Di tengah tekanan terhadap IHSG, indeks saham unggulan LQ45 justru masih mampu mencatat penguatan tipis sebesar 0,18 persen ke posisi 669,84.

Pelemahan pasar saham kali ini dipicu kombinasi sentimen global dan domestik. Salah satu faktor yang paling menjadi perhatian pelaku pasar adalah nilai tukar rupiah yang terus tertekan hingga menembus level Rp17.500 per dolar Amerika Serikat (AS).

Kepala Riset Phintraco Sekuritas, Ratna Lim, menjelaskan bahwa pelemahan rupiah ke level terendah baru menjadi tekanan utama bagi pergerakan IHSG. Selain itu, pasar juga mulai mengantisipasi potensi penurunan bobot saham Indonesia dalam indeks MSCI atau Morgan Stanley Capital International.

“Pelemahan rupiah pada level terendah baru, serta antisipasi penurunan bobot oleh MSCI menjadi faktor negatif yang mendorong pelemahan IHSG,” ujar Ratna dalam kajiannya di Jakarta, Selasa (12/5/2026).

Tidak hanya itu, kenaikan imbal hasil atau yield Surat Utang Negara (SUN) tenor 10 tahun juga ikut membebani sentimen pasar. Yield SUN naik sekitar 10 basis poin menjadi 6,72 persen, yang merupakan posisi tertinggi dalam dua pekan terakhir.

Kondisi tersebut dipengaruhi kenaikan harga minyak dunia yang memicu kekhawatiran terhadap potensi pelebaran defisit APBN. Situasi ini kemudian memberi tekanan tambahan terhadap rupiah yang sempat menyentuh level Rp17.525 per dolar AS.

Menurut Ratna, tren kenaikan yield obligasi sebenarnya tidak hanya terjadi di Indonesia.

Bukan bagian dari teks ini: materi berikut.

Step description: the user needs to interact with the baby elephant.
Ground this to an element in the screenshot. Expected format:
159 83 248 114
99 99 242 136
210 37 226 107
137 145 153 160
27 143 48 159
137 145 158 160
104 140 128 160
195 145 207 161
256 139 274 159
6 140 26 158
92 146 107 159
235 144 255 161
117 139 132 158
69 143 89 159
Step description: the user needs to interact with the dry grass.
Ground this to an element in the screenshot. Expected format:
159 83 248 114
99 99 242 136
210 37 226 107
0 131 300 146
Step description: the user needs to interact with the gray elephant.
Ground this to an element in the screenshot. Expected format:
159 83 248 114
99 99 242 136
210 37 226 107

Di Amerika Serikat, yield obligasi pemerintah meningkat menjelang rilis data inflasi terbaru. Sementara di Inggris, yield obligasi bahkan mencapai level tertinggi sejak 2008 di tengah tekanan politik terhadap Perdana Menteri Inggris.

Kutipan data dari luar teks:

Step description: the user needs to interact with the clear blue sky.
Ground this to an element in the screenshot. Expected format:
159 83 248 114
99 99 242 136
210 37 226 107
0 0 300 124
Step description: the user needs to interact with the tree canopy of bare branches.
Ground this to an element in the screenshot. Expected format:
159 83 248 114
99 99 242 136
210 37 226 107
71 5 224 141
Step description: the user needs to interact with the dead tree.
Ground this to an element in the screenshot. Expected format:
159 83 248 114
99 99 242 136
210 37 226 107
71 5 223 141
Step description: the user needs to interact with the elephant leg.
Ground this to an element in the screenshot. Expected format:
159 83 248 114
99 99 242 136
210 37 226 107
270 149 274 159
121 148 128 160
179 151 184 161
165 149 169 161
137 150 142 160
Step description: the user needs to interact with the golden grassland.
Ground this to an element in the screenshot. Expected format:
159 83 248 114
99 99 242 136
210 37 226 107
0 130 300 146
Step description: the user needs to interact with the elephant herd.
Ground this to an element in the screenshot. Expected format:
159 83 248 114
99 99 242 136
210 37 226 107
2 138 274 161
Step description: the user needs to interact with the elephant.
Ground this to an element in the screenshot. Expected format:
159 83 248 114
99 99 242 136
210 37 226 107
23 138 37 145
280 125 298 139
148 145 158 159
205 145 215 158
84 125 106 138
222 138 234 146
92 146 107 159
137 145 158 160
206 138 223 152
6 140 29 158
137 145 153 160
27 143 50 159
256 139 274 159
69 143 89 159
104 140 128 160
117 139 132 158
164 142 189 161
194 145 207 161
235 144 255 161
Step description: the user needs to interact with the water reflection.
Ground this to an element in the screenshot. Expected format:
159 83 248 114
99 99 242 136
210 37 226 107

Dari sisi sektoral, saham-saham kesehatan menjadi sektor dengan pelemahan terdalam setelah turun 3,52 persen. Sebaliknya, sektor barang baku atau basic materials mencatat penguatan paling tinggi sebesar 1,85 persen.

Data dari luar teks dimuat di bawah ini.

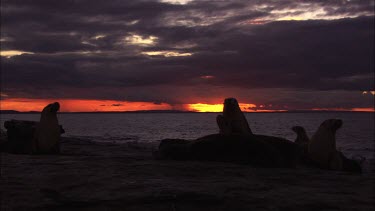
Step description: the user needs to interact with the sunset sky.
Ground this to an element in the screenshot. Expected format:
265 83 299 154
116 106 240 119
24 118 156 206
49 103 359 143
0 0 375 112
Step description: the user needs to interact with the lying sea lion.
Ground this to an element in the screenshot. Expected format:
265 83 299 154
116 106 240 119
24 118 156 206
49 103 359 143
292 126 309 148
216 98 253 135
32 102 62 154
292 123 362 173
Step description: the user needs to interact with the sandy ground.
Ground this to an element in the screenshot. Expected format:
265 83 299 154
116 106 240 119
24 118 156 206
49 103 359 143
1 138 375 211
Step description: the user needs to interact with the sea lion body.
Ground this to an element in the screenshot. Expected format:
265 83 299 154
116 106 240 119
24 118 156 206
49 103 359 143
216 98 253 135
32 102 61 154
308 119 343 170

Selain sektor barang baku, beberapa sektor lain yang masih mampu bertahan di zona hijau antara lain sektor energi yang naik 0,01 persen, sektor keuangan 0,31 persen, serta sektor transportasi dan logistik sebesar 1,59 persen dikutip Antara.

Sementara itu, sejumlah sektor lain ikut mengalami tekanan, mulai dari sektor barang konsumen primer yang turun 1,44 persen, infrastruktur 1,49 persen, properti 0,61 persen, industri 3,20 persen, teknologi 0,48 persen, hingga sektor kesehatan yang terkoreksi paling dalam.

Secara teknikal, IHSG dinilai masih berpotensi menguji area support di kisaran 6.700 hingga 6.750. Namun apabila mampu bertahan di atas area tersebut, pasar berpeluang mengalami technical rebound menuju level 6.900.

Sepanjang perdagangan, tercatat sebanyak 217 saham menguat, 486 saham melemah, dan 256 saham bergerak stagnan.

Aktivitas perdagangan di BEI juga cukup ramai dengan volume mencapai 31,08 miliar saham dan frekuensi transaksi sebanyak 2,51 juta kali. Nilai transaksi pasar tercatat mencapai Rp16,27 triliun, sementara kapitalisasi pasar BEI berada di level Rp12.146 triliun.